Bij calamiteiten ligt dat anders. Daar biedt de wettelijke meldingsplicht aan de inspectie geen veiligheid. Maar dat verandert niet, want was al zo. Door de calamiteiten apart buiten het VIM-systeem te behandelen wordt het VIM-systeem niet onder druk gezet en kan het echt veilig zijn.

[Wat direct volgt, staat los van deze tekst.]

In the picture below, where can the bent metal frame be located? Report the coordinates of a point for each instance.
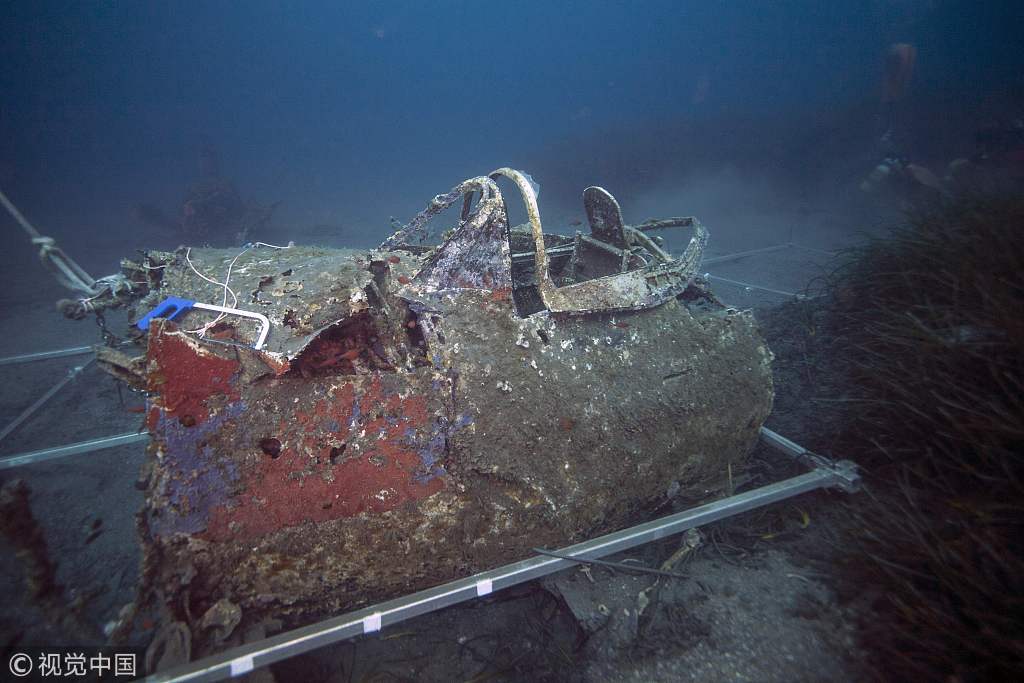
(822, 473)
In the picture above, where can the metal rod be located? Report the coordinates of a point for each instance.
(242, 659)
(743, 254)
(29, 412)
(823, 252)
(43, 355)
(72, 450)
(752, 287)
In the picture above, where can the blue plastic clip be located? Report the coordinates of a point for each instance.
(167, 308)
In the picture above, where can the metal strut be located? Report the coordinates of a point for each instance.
(825, 473)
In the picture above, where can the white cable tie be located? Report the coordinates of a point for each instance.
(242, 666)
(372, 624)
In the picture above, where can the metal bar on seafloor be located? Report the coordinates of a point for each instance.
(44, 355)
(241, 660)
(22, 459)
(752, 287)
(29, 412)
(743, 254)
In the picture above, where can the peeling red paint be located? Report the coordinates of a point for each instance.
(279, 366)
(375, 473)
(183, 379)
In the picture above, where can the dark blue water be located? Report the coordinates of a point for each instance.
(350, 113)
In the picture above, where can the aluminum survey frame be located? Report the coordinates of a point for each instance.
(825, 473)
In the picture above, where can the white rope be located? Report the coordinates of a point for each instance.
(225, 285)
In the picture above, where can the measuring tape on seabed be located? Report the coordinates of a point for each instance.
(172, 306)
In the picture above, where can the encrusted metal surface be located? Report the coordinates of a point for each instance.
(413, 423)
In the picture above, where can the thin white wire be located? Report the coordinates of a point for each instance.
(227, 279)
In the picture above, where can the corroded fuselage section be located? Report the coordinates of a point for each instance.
(397, 431)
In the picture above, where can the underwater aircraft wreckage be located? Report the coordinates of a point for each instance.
(334, 427)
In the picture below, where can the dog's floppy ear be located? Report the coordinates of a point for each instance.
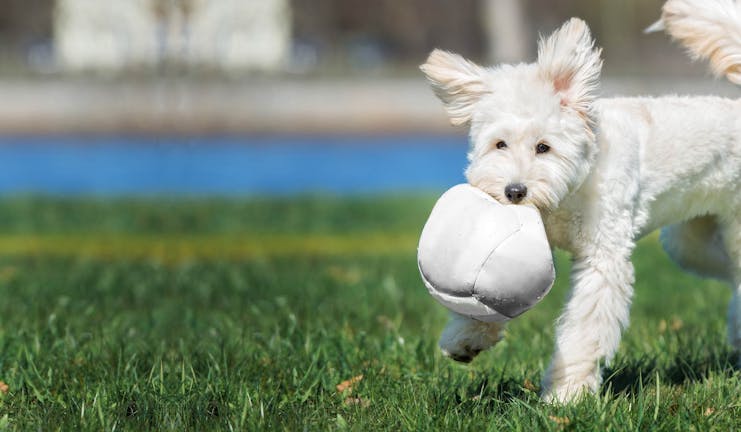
(458, 83)
(569, 60)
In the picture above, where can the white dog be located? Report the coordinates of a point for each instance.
(603, 173)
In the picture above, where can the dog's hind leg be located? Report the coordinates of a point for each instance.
(697, 246)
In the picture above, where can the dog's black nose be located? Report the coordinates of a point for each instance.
(515, 192)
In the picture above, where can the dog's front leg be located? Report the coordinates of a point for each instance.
(589, 329)
(464, 338)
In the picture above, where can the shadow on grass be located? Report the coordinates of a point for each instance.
(630, 378)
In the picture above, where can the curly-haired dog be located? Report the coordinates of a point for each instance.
(603, 173)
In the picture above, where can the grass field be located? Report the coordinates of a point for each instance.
(309, 315)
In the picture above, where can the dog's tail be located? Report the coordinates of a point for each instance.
(709, 29)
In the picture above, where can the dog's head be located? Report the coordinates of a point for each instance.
(530, 124)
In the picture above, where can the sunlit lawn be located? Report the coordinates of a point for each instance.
(247, 315)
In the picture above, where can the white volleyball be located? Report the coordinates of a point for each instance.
(483, 259)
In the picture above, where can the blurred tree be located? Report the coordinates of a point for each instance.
(367, 33)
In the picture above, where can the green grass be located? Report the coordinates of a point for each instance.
(225, 315)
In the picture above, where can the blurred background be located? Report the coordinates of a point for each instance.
(274, 96)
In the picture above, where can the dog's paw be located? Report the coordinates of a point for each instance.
(571, 389)
(464, 338)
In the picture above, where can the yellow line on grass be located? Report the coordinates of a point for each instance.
(211, 246)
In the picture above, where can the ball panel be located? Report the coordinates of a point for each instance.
(467, 305)
(462, 230)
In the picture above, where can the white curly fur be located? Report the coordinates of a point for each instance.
(616, 169)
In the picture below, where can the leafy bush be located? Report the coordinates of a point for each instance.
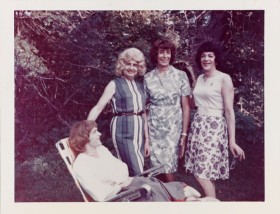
(246, 129)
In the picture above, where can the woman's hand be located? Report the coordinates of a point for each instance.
(237, 151)
(147, 149)
(182, 146)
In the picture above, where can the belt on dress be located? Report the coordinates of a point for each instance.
(210, 111)
(128, 113)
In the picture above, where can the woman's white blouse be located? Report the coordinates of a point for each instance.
(96, 175)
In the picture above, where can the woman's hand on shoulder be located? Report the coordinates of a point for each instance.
(147, 149)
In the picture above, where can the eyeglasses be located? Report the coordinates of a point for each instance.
(233, 163)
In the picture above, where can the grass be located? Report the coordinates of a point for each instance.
(46, 179)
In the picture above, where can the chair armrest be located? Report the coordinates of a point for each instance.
(132, 194)
(156, 170)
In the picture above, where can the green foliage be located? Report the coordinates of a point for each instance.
(247, 130)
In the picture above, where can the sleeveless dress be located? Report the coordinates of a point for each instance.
(207, 146)
(128, 130)
(165, 115)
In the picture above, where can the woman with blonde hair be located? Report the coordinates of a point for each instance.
(128, 126)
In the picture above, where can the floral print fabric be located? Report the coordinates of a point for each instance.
(207, 148)
(165, 115)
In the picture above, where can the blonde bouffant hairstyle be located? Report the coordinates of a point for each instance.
(79, 135)
(131, 54)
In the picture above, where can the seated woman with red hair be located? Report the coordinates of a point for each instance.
(102, 175)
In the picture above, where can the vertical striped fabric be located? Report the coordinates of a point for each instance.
(128, 131)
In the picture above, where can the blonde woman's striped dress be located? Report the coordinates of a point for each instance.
(127, 125)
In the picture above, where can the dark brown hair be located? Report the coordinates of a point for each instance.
(209, 47)
(162, 44)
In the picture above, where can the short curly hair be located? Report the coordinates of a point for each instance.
(162, 44)
(131, 54)
(209, 47)
(79, 135)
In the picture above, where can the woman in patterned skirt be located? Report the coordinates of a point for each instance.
(167, 89)
(128, 126)
(213, 126)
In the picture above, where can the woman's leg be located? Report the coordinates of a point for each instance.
(208, 187)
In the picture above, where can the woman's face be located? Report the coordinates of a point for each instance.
(164, 57)
(208, 61)
(94, 137)
(130, 69)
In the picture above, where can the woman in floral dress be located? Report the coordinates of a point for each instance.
(213, 126)
(167, 89)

De inspectie heeft zich steeds op het standpunt gesteld dat een wettelijke bescherming van de melder (binnen het veilig melden systeem) niet noodzakelijk is, omdat de veiligheid ook anders gerealiseerd kan worden en een wetswijziging lange tijd vergt. Met goede informatie aan de patient, adequate dossiervoering en verstandig gebruik van de WOB lijkt mij wettelijke bescherming van de melder nog steeds niet nodig. Maar tégen is de inspectie niet als het een einde maakt aan de huidige onrust en onduidelijkheid, en in de tussentijd wel gewoon doorgewerkt wordt aan een echte patient veiligheids cultuur
- want zonder dat gaat een wettelijke bescherming ook geen zoden aan de dijk zetten.